Using Megaparsec, if I want to parse a string containing comments of the form ~{content}
into a Comment
record, how would I go about doing that? For instance:
data Comment = { id :: Integer, content :: String }
parse :: Parser [Comment]
parse = _
parse
"hello world ~{1-sometext} bla bla ~{2-another comment}"
== [Comment { id = 1, content = "sometext" }, Comment { id = 2, content = "another comment"}]
The thing I'm stuck on is allowing for everything that's not ~{}
to be ignored, including the lone char ~
and the lone brackets {}
.
You can do this by dropping characters up to the next tilde, then parsing the tilde optionally followed by a valid comment, and looping.
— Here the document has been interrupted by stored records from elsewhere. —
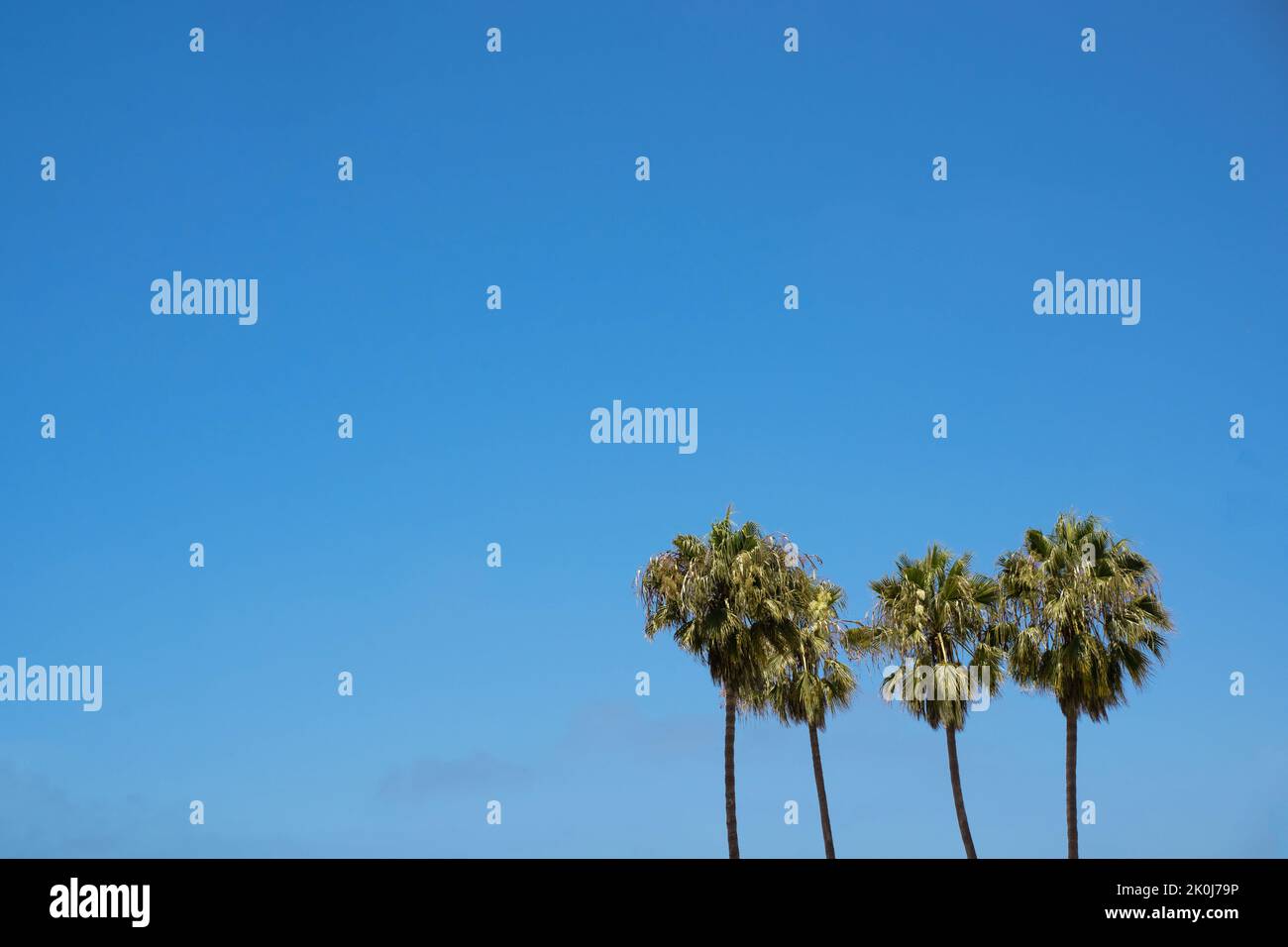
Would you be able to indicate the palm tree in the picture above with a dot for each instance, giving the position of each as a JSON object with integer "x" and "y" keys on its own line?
{"x": 935, "y": 615}
{"x": 725, "y": 600}
{"x": 1082, "y": 617}
{"x": 810, "y": 682}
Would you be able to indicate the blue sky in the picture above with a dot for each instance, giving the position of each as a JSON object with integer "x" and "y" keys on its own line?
{"x": 472, "y": 427}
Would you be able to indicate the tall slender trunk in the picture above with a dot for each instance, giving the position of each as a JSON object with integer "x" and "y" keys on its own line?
{"x": 730, "y": 800}
{"x": 954, "y": 774}
{"x": 822, "y": 792}
{"x": 1070, "y": 779}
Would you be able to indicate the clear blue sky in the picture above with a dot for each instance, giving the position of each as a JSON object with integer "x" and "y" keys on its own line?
{"x": 472, "y": 427}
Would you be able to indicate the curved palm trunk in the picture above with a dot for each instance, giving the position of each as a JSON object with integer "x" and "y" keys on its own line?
{"x": 730, "y": 800}
{"x": 1070, "y": 780}
{"x": 954, "y": 774}
{"x": 822, "y": 792}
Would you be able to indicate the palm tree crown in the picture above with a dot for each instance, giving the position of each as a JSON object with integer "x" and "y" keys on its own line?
{"x": 1083, "y": 615}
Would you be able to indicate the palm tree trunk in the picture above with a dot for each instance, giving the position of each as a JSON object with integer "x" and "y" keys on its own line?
{"x": 954, "y": 774}
{"x": 822, "y": 792}
{"x": 730, "y": 800}
{"x": 1070, "y": 779}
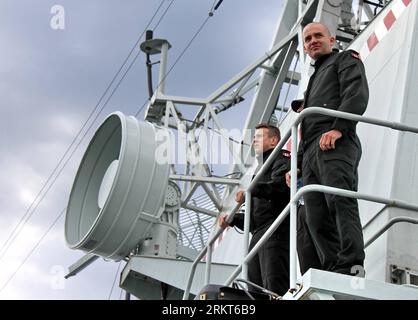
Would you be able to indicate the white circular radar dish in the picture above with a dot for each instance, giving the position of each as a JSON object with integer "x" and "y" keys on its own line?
{"x": 119, "y": 189}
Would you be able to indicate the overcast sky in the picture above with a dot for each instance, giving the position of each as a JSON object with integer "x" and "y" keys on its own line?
{"x": 52, "y": 74}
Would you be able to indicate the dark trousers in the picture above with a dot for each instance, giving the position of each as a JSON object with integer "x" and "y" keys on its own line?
{"x": 308, "y": 258}
{"x": 333, "y": 221}
{"x": 269, "y": 268}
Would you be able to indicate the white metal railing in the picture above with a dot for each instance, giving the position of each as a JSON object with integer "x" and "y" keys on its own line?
{"x": 295, "y": 195}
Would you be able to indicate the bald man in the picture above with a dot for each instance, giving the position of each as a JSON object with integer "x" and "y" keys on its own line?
{"x": 331, "y": 151}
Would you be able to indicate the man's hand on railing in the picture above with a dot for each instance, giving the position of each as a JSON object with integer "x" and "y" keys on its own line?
{"x": 240, "y": 196}
{"x": 289, "y": 179}
{"x": 222, "y": 221}
{"x": 327, "y": 141}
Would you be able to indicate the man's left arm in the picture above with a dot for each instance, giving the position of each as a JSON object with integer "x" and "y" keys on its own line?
{"x": 354, "y": 90}
{"x": 277, "y": 182}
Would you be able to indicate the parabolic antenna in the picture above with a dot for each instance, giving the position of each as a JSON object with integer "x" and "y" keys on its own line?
{"x": 120, "y": 187}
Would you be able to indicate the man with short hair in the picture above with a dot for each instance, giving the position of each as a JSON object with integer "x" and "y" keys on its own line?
{"x": 331, "y": 150}
{"x": 270, "y": 266}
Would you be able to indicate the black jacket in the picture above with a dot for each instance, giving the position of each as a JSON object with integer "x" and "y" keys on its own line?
{"x": 339, "y": 83}
{"x": 269, "y": 196}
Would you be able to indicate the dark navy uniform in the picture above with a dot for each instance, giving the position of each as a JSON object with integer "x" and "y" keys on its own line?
{"x": 339, "y": 83}
{"x": 270, "y": 266}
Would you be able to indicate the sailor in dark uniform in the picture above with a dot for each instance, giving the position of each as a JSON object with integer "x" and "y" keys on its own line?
{"x": 269, "y": 268}
{"x": 331, "y": 151}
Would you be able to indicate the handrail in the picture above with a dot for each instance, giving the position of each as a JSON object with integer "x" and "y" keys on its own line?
{"x": 389, "y": 224}
{"x": 292, "y": 132}
{"x": 325, "y": 189}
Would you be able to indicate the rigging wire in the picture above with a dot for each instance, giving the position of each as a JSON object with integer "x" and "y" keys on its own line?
{"x": 72, "y": 153}
{"x": 33, "y": 249}
{"x": 180, "y": 56}
{"x": 31, "y": 209}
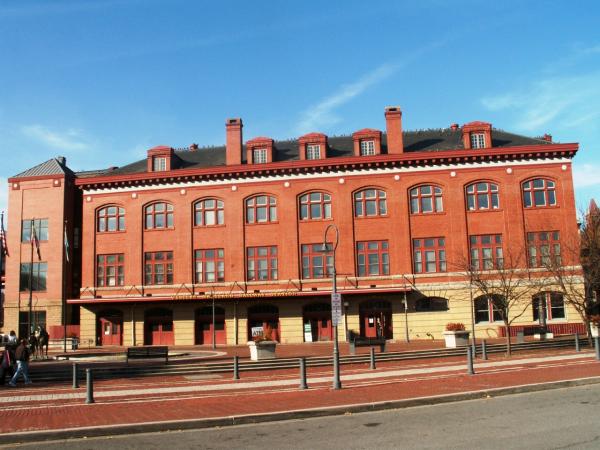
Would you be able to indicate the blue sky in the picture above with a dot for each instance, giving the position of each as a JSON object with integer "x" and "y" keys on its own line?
{"x": 101, "y": 81}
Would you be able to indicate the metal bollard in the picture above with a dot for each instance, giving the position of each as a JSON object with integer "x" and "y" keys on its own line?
{"x": 470, "y": 370}
{"x": 75, "y": 376}
{"x": 89, "y": 386}
{"x": 372, "y": 358}
{"x": 303, "y": 384}
{"x": 236, "y": 368}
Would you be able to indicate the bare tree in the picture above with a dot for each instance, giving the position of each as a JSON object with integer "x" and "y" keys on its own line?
{"x": 507, "y": 283}
{"x": 576, "y": 269}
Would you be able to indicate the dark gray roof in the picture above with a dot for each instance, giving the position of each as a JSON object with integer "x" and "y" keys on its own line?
{"x": 338, "y": 146}
{"x": 54, "y": 166}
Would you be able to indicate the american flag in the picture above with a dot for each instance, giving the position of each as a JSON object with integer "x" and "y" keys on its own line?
{"x": 3, "y": 244}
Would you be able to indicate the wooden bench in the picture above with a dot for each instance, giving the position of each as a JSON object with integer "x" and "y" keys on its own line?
{"x": 151, "y": 351}
{"x": 357, "y": 341}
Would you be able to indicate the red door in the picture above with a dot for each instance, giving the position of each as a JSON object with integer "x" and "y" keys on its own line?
{"x": 110, "y": 331}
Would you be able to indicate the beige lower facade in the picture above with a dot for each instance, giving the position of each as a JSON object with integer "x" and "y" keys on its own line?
{"x": 305, "y": 319}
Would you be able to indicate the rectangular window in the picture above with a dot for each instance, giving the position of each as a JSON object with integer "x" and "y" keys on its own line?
{"x": 543, "y": 248}
{"x": 259, "y": 155}
{"x": 41, "y": 229}
{"x": 261, "y": 263}
{"x": 429, "y": 255}
{"x": 477, "y": 140}
{"x": 486, "y": 251}
{"x": 109, "y": 270}
{"x": 313, "y": 151}
{"x": 313, "y": 262}
{"x": 158, "y": 268}
{"x": 38, "y": 273}
{"x": 159, "y": 163}
{"x": 367, "y": 148}
{"x": 210, "y": 265}
{"x": 372, "y": 258}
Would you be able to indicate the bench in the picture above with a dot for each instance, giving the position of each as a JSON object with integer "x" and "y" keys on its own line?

In particular, if we define nonTildes
to discard non-tildes:
nonTildes :: Parser String
nonTildes = takeWhileP (Just "non-tilde") (/= '~')
and then an optionalComment
to parse a tilde and optional following comment in braces:
optionalComment :: Parser (Maybe Comment)
optionalComment = char '~' *>
optional (braces (Comment <$> ident_ <* char '-' <*> content_))
where
braces = between (char '{') (char '}')
ident_ = read <$> takeWhile1P (Just "digit") isDigit
content_ = takeWhileP Nothing (/= '}')
Then the comments can be parsed with:
comments :: Parser [Comment]
comments = catMaybes <$> (nonTildes *> many (optionalComment <* nonTildes))
This assumes that a ~{
without a matching }
is a parse error, rather than valid non-comment text, which seems sensible. However, the definition of the content_
parser is probably too liberal. It gobbles everything up to the next }
, meaning that:
"~{1-{{{\n}"
is a valid comment with content "{{{\n"
. Disallowing {
(and maybe ~
) in comments, or alternatively requiring braces to be properly nested in comments seems like a good idea.
Anyway, here's a full code example for you to fiddle with:
{-# OPTIONS_GHC -Wall #-}
import Data.Char
import Data.Maybe
import Data.Void
import Text.Megaparsec
import Text.Megaparsec.Char
type Parser = Parsec Void String
data Comment = Comment { ident :: Integer, content :: String } deriving (Show)
nonTildes :: Parser String
nonTildes = takeWhileP (Just "non-tilde") (/= '~')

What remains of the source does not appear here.